Pełnomocnik frankowiczów Krzysztof Orski potwierdził, że unijny Trybunał wypowiedział się jedynie w sprawie konsekwencji stwierdzenia abuzywności i sposobie postępowania w przypadku stwierdzenia przez sąd niedozwolonego charakteru postanowienia. TSUE orzekł, że przy wypełnianiu luk w umowach niedopuszczalne jest odwoływanie się do zasad ogólnych prawa cywilnego. W grę może wchodzić tylko przepis dyspozytywny, ale takich w polskim stanie prawnym nie ma. Jeżeli nawet takie przepisy by były, to warunkami wypełnienia luki winny być: groźba pokrzywdzenia interesów konsumenta na skutek upadku umowy i zgoda konsumenta. TSUE nie wypowiedział się, czy w ramach polskiego prawa może istnieć umowa pozbawiona odniesienia do kursu waluty obcej, ale z oprocentowaniem powiązanym z tą walutą, czy też należy taką umowę unieważnić. – W mojej ocenie w przypadku kredytów indeksowanych nie ma podstaw, by twierdzić, że umowa nie mogłaby istnieć po wyeliminowaniu klauzul indeksacyjnych. Dla konsumenta częściej korzystniejszym wariantem byłoby odfrankowienie kredytu – mówił Krzysztof Orski.
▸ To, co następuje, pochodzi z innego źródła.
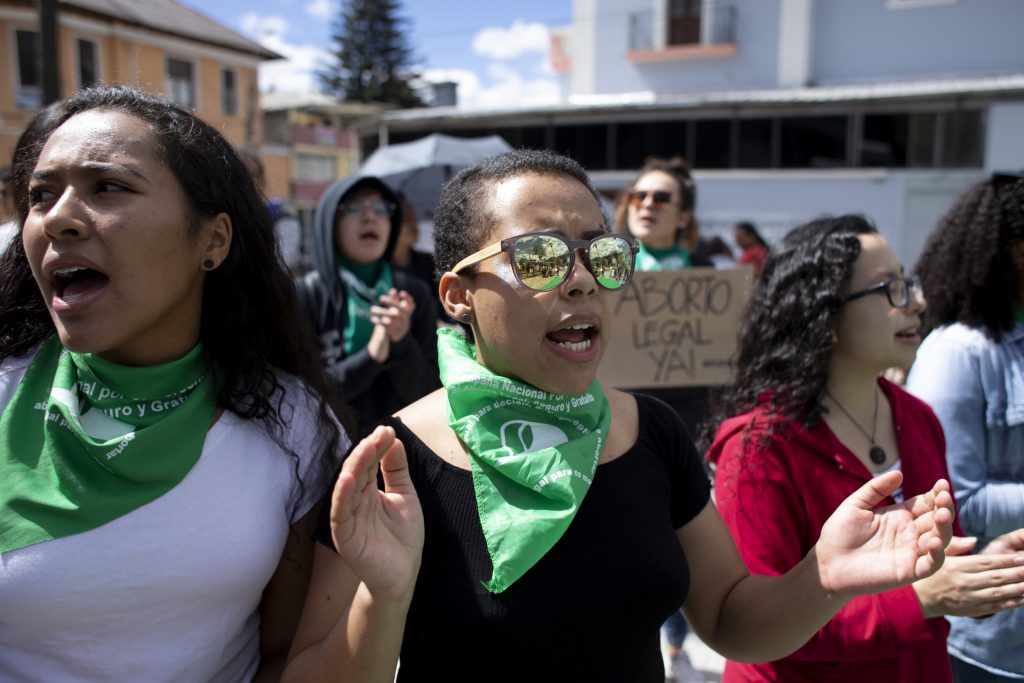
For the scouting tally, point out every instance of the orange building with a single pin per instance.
(155, 45)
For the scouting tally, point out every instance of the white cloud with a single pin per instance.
(321, 9)
(514, 41)
(259, 27)
(297, 72)
(505, 88)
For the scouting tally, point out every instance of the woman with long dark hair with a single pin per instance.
(970, 370)
(809, 421)
(166, 429)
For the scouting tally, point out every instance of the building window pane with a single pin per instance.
(87, 71)
(922, 144)
(712, 143)
(962, 139)
(229, 90)
(755, 143)
(30, 58)
(886, 140)
(586, 143)
(180, 84)
(636, 141)
(314, 168)
(813, 141)
(684, 22)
Z poglądem dopuszczającym tzw. odfrankowienie nie zgodziła się mec. Cudna-Wagner, której zdaniem kwestia stosowania artykułu 358 k.c. i średniego kursu NBP jest nadal otwarta. TSUE nie zajmował się tym, które polskie przepisy można uznać za dyspozytywne, jakie jest znaczenie tych przepisów dla wykładni umowy po usunięciu postanowień abuzywnych ani znaczeniem tzw. ustawy antyspreadowej – to zależy od polskich sądów. Anna Cudna-Wagner przypomniała, że w wielu sprawach polskie sady stosowały średni kurs NBP w miejsce klauzuli odsyłającej do kursu bankowego, jeśli klauzulę tę uznały za niedozwoloną.
Należy także podkreślić, że żadna sankcja z tytułu abuzywności nie może z jednej strony prowadzić do pogorszenia sytuacji konsumenta, ale z drugiej strony nie może być źródłem nadzwyczajnych korzyści (np. prowadzić do uzyskania darmowego kredytu na zaspokojenie potrzeb mieszkaniowych). Taki skutek miałoby zaś uznanie umowy za kredyt PLN z oprocentowaniem wg stopy LIBOR CHF, która ma wartość ujemną.
Jak powiedział Jacek Czabański, nieważność może się wydawać atrakcyjna dla kredytobiorcy, ale rodzi ona również konieczność rozliczeń pomiędzy stronami. – Te rozliczenia nie muszą następować natychmiast, można się w różny sposób finansować, można żądać od banku rozłożenia należności na raty. Natomiast z punktu widzenia kredytobiorcy unieważnienie wywołuje konieczność poszukiwania alternatywnego finansowania, podczas gdy odfrankowienie to utrzymanie umowy w mocy na najbliższe 15 czy 20 lat, w umówionych terminach, ale już bez ponoszenia ryzyka kursowego.